Use natural frequencies to communicate clearly. Instead of saying “posterior probability is 9%,” say: “Out of 100,000 posts, 100 are truly violating; the classifier catches 90, but also flags 999 clean posts, so only about 8% of flags are true violations.”

Worked example

“99% Accurate Harmful Content Classifier” is a classic framing: a classifier flags posts as violating policy, the model is described as “99% accurate,” and you are asked how likely a flagged post is to truly violate policy. In the first 30 seconds, a strong candidate would clarify what “accurate” means: sensitivity, specificity, overall accuracy, or both true-positive and true-negative rates. They would also ask for or assume the base rate of violating content, because without prevalence $P(\text{violation})$ , $P(\text{violation} \mid \text{flag})$ cannot be determined. The answer skeleton should have four pillars: define events, write Bayes’ theorem, plug in prevalence plus true/false positive rates, then interpret the result for product action. A clean setup is: $V=$ truly violating, $F=$ flagged, so $P(V \mid F)=\frac{P(F \mid V)P(V)}{P(F \mid V)P(V)+P(F \mid \neg V)P(\neg V)}$ . The candidate should explicitly flag that rare prevalence can make precision low even when recall and specificity look excellent. A key tradeoff is whether to auto-remove flagged content or send it to human review: low precision may be unacceptable for enforcement, but high recall may still be useful for ranking down or prioritizing review queues. They should close by saying that if they had more time, they would segment by surface/language, validate calibration on production traffic, and evaluate costs of false positives versus false negatives rather than optimizing generic accuracy.

A second angle

“Two Tests for the Same Event” uses the same principle but shifts the emphasis from a single posterior to evidence combination. Suppose a user is flagged by both a behavioral anomaly detector and a graph-based fraud model; the tempting answer is to multiply their probabilities as if the signals are independent. The candidate should instead ask whether the detectors share features, training labels, or upstream reporting mechanisms, because correlated signals provide less incremental evidence than independent ones. The same Bayes/odds framework applies, but the constraint is dependence: posterior odds can be updated with likelihood ratios only if the evidence model is valid. A strong answer would recommend validating combined precision empirically on a randomly sampled audit set rather than relying only on theoretical multiplication.

Common pitfalls

Analytical mistake: confusing inverse conditional probabilities. A common wrong answer is treating $P(\text{flag} \mid \text{violation})=99\%$ as if it means $P(\text{violation} \mid \text{flag})=99\%$ . What lands better is immediately naming the two quantities: “99% recall does not imply 99% precision; I need the base rate and false-positive rate.”

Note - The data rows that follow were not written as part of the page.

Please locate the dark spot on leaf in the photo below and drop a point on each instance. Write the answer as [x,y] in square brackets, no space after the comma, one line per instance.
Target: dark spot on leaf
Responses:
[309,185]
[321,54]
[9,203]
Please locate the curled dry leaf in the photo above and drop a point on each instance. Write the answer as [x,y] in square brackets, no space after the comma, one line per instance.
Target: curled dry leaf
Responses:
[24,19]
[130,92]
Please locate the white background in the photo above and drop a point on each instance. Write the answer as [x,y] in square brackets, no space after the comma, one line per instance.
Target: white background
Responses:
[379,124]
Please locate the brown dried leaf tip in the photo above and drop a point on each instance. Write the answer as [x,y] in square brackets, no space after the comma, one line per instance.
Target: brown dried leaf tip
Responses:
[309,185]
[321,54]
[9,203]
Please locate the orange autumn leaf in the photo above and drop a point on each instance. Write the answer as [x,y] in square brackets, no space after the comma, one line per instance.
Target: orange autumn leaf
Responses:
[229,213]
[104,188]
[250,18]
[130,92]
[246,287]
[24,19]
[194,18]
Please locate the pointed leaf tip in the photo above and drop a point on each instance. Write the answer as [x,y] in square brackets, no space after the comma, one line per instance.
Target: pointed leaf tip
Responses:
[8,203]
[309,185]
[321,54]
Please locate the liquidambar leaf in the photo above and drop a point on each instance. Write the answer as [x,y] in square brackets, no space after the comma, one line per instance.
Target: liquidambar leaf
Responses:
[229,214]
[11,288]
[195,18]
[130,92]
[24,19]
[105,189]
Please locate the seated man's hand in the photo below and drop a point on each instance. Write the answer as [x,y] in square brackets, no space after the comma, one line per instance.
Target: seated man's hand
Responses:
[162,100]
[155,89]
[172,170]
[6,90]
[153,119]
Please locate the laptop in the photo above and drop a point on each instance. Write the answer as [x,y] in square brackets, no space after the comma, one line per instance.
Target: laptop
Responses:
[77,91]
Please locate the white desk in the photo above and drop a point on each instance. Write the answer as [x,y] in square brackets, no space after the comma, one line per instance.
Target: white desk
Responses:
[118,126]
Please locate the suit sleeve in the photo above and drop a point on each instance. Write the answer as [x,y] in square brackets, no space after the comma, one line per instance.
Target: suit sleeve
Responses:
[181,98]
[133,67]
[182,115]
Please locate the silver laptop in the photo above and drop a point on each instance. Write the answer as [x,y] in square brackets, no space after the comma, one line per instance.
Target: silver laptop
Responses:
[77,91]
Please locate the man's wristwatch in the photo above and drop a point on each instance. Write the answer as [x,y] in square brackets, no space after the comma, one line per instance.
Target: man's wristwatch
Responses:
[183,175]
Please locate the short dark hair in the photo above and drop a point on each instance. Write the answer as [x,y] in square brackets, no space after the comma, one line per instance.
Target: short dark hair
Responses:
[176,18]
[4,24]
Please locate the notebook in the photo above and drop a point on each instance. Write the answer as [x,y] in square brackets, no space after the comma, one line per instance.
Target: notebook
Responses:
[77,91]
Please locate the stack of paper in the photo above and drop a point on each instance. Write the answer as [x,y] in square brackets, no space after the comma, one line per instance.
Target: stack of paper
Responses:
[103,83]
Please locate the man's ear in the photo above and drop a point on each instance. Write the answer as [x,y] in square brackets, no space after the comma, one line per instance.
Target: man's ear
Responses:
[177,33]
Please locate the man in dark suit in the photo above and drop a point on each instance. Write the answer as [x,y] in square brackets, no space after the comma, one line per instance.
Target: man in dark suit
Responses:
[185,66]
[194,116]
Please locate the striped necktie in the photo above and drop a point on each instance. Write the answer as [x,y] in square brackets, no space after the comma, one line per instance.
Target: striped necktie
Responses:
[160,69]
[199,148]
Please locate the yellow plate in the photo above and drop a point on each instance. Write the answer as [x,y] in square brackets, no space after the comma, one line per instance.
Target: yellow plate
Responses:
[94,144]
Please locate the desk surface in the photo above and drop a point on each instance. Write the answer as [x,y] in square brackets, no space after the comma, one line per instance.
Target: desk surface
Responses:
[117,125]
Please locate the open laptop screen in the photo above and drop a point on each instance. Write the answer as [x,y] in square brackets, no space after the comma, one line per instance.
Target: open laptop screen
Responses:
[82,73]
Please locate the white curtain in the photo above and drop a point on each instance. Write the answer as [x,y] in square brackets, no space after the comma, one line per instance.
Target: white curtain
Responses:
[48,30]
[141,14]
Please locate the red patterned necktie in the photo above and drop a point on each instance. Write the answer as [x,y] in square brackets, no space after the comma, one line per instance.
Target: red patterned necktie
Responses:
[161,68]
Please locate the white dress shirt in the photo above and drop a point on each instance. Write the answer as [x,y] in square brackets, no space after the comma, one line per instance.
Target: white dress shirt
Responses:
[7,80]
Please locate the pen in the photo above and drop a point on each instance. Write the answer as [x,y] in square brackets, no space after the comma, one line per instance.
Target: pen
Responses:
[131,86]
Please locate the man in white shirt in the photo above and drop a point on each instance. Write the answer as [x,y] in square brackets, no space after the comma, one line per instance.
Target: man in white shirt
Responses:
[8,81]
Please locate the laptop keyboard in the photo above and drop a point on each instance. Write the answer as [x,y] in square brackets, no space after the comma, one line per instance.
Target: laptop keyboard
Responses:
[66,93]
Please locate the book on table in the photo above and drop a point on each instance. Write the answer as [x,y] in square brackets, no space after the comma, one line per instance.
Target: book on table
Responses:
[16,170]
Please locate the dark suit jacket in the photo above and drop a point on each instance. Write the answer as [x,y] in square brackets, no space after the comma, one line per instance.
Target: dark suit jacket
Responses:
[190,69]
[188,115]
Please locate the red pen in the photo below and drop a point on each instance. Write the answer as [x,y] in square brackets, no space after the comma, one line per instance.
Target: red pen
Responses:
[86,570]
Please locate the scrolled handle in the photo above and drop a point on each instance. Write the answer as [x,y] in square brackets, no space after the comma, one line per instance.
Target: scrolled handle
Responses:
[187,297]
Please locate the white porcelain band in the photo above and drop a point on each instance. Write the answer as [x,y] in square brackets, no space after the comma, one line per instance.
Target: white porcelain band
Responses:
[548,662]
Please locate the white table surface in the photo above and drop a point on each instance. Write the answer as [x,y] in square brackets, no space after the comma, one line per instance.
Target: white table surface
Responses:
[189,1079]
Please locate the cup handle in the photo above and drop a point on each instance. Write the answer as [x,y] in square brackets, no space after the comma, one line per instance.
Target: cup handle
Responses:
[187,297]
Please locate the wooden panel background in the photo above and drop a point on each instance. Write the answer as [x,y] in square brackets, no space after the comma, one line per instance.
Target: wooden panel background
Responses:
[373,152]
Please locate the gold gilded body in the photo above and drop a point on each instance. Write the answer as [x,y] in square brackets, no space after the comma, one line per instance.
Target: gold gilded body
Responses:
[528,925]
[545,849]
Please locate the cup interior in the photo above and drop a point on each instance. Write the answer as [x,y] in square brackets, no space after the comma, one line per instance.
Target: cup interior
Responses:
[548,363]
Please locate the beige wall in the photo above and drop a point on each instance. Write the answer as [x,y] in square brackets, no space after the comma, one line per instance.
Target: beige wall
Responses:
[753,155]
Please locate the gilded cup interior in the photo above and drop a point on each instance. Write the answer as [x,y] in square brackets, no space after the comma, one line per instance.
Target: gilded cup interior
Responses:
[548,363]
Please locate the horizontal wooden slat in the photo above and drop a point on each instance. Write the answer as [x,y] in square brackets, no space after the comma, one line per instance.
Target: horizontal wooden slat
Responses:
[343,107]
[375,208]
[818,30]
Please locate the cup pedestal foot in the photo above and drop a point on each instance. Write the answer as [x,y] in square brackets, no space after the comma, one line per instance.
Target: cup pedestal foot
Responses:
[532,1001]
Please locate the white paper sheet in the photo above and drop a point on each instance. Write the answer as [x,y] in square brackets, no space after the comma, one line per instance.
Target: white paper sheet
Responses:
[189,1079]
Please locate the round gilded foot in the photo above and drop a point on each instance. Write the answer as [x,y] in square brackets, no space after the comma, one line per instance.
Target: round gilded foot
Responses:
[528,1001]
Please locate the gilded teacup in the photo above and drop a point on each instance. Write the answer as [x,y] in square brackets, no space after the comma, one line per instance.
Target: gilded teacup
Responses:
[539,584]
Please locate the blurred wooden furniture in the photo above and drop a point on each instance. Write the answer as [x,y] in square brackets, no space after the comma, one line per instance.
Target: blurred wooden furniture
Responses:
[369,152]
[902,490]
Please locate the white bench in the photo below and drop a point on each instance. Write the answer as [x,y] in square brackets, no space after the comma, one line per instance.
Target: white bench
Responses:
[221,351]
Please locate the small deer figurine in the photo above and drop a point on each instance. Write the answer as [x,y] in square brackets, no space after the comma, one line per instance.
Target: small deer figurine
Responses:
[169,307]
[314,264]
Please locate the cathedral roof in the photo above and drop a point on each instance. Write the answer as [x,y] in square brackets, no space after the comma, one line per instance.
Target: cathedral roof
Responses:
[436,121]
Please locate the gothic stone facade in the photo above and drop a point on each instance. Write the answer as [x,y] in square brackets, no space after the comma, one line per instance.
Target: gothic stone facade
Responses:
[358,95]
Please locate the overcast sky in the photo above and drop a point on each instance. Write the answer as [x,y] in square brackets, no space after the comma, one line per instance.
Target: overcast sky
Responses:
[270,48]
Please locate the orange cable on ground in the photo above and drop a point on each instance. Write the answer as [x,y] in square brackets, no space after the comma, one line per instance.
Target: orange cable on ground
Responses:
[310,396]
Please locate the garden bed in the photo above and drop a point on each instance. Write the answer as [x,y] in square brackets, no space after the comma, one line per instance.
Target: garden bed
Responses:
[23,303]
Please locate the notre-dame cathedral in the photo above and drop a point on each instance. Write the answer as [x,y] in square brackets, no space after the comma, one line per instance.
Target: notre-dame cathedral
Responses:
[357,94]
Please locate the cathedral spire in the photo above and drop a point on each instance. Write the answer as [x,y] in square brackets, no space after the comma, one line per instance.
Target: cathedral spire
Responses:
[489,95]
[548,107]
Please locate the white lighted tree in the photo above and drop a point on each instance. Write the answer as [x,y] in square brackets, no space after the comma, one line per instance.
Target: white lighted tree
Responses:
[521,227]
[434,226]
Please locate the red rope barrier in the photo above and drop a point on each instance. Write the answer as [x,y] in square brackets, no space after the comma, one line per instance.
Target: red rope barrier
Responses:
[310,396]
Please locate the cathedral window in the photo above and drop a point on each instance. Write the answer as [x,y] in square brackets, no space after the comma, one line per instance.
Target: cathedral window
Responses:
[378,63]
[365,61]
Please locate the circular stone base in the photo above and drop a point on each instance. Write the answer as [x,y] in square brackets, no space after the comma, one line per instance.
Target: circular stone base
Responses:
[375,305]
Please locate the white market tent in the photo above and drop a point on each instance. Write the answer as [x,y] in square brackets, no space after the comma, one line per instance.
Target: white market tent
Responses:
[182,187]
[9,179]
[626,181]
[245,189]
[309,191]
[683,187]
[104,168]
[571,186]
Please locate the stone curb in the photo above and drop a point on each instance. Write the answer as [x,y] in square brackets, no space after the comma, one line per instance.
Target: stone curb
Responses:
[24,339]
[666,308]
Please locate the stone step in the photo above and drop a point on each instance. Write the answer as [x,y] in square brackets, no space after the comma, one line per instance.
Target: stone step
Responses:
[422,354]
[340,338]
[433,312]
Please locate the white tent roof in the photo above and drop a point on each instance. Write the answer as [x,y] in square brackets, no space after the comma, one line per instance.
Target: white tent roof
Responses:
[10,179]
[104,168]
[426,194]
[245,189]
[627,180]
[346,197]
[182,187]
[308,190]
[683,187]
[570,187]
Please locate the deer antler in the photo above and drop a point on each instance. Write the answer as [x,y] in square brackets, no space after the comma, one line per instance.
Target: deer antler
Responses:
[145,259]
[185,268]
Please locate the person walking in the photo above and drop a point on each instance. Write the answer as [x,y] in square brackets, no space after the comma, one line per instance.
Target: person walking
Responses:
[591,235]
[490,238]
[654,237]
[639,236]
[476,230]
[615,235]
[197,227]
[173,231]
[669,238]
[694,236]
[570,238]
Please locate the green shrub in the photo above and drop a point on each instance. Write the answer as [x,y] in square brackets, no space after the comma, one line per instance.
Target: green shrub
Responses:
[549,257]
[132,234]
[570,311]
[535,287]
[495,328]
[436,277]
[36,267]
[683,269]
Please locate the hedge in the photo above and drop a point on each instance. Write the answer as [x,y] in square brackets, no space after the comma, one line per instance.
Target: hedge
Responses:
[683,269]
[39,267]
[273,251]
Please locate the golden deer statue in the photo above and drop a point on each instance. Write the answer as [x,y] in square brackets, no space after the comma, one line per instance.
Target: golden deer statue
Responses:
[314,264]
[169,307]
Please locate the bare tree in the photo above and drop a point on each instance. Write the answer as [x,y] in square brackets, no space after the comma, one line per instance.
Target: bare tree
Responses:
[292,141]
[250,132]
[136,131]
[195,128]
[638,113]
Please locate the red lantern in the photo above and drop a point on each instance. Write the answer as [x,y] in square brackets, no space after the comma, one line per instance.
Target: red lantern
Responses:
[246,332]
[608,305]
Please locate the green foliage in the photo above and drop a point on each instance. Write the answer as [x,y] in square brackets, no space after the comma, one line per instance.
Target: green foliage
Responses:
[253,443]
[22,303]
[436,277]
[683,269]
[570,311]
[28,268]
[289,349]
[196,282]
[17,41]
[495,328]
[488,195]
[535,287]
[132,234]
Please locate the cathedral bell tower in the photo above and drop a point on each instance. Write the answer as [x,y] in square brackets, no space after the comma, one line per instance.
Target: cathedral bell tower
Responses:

Communication mistake: staying in abstract algebra too long. Interviewers may follow the math, but product stakeholders often will not. After writing Bayes’ theorem, translate into counts: “Imagine 1 million posts; if 0.1% violate, that is 1,000 true violations…” Natural frequencies make the base-rate effect obvious and show product intuition.

Depth mistake: assuming the base rate is fixed and global. A candidate might compute one posterior and stop. A stronger answer says the posterior could differ materially by market, policy type, traffic source, or time since launch, and that production monitoring should track calibration and precision by segment to catch drift or fairness issues.

Connections

Interviewers often pivot from this topic into classification metrics, threshold tuning, calibration, and experiment interpretation under low-base-rate outcomes. They may also connect it to causal inference when asking whether an observed posterior or segment difference reflects true risk, selection bias, or a changed sampling process.